Cette recherche de son passé, de son histoire familiale, c’était un des sujets de discussion de marcel, à la recherche de sa nourrice, de son nom en Pologne, jusqu’à la découverte que sa mère l’avait abandonné contrainte car elle était devenue bonne dans une famille bourgeoise… et souvent, je lui ai dit de raconter ses souvenirs à un écrivain, tant c’était une vie incroyable.

Marcel se retrouve placé dans une ferme à Milly-la-forêt ou la tendresse n’est pas de rigueur. A 12 ans, il devient commis de ferme, nourri suivant les habitudes « des restes de la famille », sans salaire bien sûr, et comme il le disait, l’école, c’était le cul des vaches"…

Il s’enfuit de la ferme et dès la libération, s’engage dans l’armée, au 7e régiment d’artillerie de marine basé à Casablanca. C’est à l’armée qu’il apprend à lire et à écrire, pas assez selon son goût.

Avec sa famille et son histoire, c’était aussi le sujet de discussion de marcel, toujours en train de s’excuser d’éventuelles fautes d’orthographe, demandant conseil pour rédiger une lettre, toujours inquiet de ne pas s’être exprimé correctement…

L’armée l’enverra à Oran, en Tunisie, à Sousse, à la frontière algéro-marocaine,à Dakar… enfin au Vietnam en 1951 ou il devient brigadier-chef, mais aussi où il rencontre des communistes. Il est cité à l’ordre du corps d’armée le 20 février 1952 pour s’être précipité au volant d’un véhicule chargé de munition et le retirer d’une zone dangereuse. Il disait que c’était le jour de la Baraka car l’obus qui avait frappé le véhicule n’avait pas explosé. Il rentre en France avant la fin de la bataille de Dien Bien Phu qui verra la défaite de l’armée Française et sera une des grandes dates de la décolonisation, il rentre blessé ce qui lui vaudra une cure chaque année dont il nous parlait souvent.
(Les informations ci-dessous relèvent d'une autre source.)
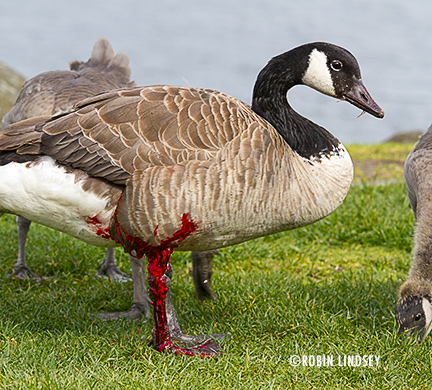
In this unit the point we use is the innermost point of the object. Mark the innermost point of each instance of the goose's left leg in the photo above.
(140, 308)
(109, 268)
(166, 329)
(202, 271)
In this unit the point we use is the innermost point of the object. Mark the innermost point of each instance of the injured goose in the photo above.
(54, 92)
(414, 309)
(162, 168)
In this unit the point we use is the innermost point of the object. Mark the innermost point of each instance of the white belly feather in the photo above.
(46, 193)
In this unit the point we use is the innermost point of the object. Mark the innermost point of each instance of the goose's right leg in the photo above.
(22, 270)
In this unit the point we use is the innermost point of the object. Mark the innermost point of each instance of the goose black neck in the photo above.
(270, 102)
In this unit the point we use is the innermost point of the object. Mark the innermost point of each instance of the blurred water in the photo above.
(223, 44)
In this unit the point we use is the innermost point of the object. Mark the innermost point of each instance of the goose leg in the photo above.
(166, 329)
(108, 268)
(21, 269)
(202, 270)
(140, 307)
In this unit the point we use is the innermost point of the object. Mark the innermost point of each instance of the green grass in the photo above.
(326, 289)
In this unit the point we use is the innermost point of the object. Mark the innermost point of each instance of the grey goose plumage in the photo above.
(54, 92)
(414, 309)
(166, 168)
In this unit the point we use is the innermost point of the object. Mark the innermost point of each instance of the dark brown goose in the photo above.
(414, 309)
(51, 93)
(54, 92)
(163, 168)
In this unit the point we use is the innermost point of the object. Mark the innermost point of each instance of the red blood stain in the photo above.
(159, 258)
(99, 229)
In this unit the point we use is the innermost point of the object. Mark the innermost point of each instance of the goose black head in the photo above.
(334, 71)
(414, 315)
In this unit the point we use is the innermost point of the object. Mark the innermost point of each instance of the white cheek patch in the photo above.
(318, 75)
(427, 309)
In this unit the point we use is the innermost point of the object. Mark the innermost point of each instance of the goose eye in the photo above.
(336, 65)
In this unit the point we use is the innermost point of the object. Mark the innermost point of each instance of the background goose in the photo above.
(163, 168)
(414, 309)
(54, 92)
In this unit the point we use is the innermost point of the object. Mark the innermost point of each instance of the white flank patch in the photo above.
(317, 74)
(427, 308)
(45, 193)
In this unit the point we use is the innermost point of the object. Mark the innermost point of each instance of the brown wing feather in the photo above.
(116, 133)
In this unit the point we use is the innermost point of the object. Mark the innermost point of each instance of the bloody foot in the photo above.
(166, 330)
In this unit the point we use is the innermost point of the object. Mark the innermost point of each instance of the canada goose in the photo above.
(163, 168)
(51, 93)
(414, 309)
(54, 92)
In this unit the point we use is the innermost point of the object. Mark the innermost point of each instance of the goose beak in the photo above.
(359, 96)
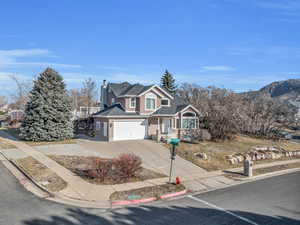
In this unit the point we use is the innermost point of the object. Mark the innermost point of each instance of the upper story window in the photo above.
(190, 121)
(132, 102)
(165, 102)
(150, 101)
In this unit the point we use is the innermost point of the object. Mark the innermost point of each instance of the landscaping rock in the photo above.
(202, 155)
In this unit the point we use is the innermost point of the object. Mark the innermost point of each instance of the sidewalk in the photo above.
(77, 188)
(87, 193)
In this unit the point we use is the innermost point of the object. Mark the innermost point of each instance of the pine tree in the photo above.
(168, 82)
(48, 111)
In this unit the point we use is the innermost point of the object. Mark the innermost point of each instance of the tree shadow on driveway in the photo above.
(150, 215)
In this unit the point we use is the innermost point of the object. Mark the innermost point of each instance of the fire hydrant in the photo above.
(178, 181)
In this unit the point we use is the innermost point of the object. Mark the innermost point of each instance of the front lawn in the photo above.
(15, 132)
(147, 192)
(260, 171)
(41, 174)
(217, 151)
(80, 165)
(5, 145)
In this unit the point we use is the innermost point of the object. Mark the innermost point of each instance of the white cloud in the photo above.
(218, 68)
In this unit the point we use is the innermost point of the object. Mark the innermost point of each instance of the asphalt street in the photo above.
(270, 201)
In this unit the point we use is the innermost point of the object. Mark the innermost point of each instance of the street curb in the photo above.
(271, 174)
(175, 194)
(248, 180)
(63, 199)
(131, 202)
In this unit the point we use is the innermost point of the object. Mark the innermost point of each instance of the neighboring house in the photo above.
(132, 112)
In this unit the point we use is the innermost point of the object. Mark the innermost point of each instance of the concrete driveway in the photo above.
(155, 156)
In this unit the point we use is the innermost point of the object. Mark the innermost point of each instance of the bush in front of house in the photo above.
(128, 166)
(120, 169)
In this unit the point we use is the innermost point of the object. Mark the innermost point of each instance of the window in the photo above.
(98, 125)
(189, 123)
(165, 102)
(132, 102)
(150, 103)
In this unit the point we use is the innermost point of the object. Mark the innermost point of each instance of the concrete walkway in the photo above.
(79, 189)
(154, 156)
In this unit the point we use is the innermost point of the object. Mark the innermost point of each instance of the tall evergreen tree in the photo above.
(168, 82)
(48, 112)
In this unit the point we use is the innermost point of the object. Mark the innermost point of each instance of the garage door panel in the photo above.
(129, 130)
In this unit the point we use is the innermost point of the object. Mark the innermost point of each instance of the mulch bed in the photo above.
(80, 164)
(147, 192)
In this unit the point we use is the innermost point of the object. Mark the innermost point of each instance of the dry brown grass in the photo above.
(217, 151)
(5, 145)
(41, 173)
(77, 164)
(239, 175)
(15, 132)
(147, 192)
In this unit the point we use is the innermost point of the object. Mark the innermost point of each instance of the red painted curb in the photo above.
(173, 194)
(137, 201)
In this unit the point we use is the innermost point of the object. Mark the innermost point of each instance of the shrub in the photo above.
(128, 166)
(123, 168)
(101, 169)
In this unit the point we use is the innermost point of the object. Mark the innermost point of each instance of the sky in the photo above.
(237, 44)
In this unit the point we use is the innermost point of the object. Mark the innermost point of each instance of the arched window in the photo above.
(190, 120)
(189, 114)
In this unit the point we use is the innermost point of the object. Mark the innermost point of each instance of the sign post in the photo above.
(174, 142)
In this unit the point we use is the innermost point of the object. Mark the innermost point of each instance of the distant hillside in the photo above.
(284, 91)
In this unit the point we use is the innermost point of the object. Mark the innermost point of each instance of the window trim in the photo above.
(98, 125)
(165, 99)
(130, 102)
(196, 122)
(195, 118)
(151, 96)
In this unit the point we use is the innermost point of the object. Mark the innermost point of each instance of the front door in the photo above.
(166, 126)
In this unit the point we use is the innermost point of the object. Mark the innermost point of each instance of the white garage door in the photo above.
(129, 130)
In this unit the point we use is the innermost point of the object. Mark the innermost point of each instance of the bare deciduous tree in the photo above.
(225, 113)
(2, 101)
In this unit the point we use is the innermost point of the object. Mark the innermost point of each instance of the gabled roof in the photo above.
(118, 88)
(172, 110)
(135, 89)
(169, 110)
(114, 110)
(126, 89)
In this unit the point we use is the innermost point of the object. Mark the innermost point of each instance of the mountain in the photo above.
(284, 91)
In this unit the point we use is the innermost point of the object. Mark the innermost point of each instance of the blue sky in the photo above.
(236, 44)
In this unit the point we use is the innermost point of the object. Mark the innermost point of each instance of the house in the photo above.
(135, 111)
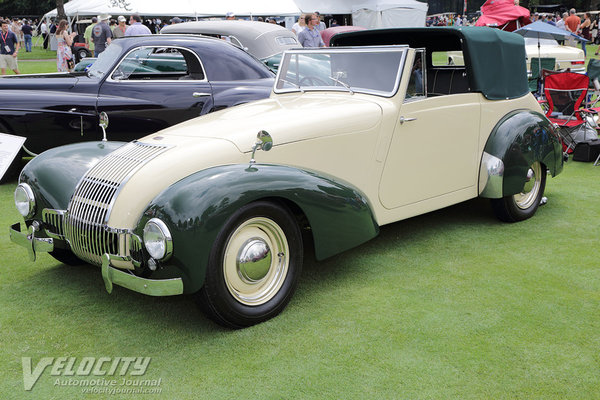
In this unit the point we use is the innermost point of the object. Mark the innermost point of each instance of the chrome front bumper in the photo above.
(29, 241)
(151, 287)
(110, 275)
Il découvre le syndicat, d’abord dans la métallurgie, puis à la manu, cette manufacture des tabacs où il prendra sa retraite après une carrière de 24 ans, quelques années avant la fin de la production.

Je l’ai connu ensuite, dans la cellule du parti communiste Max Barel, où il a milité de longues années, soutenant toutes les actions pour un parti communiste qui retrouve ses fondamentaux comme on dit. C’était aussi un pilier des lotos, couscous et de toutes les soirées dansantes. On plaisantait souvent sur son succès auprès des dames, il en rajoutait certainement beaucoup d’ailleurs, mais c’était un danseur émérite !

Issu de l’assistance, ayant connu des conditions de vie très dures, l’horreur de la guerre, il avait la solidarité chevillée au corps, et pour lui, respecter les petits comme lui ou sa renée, ceux qui touchent un petit salaire, une petite retraite, c’était essentiel. C’était au cœur de son engagement communiste, et c’est ainsi qu’il a rejoint l’association LSR qu’il m’a demandé de citer.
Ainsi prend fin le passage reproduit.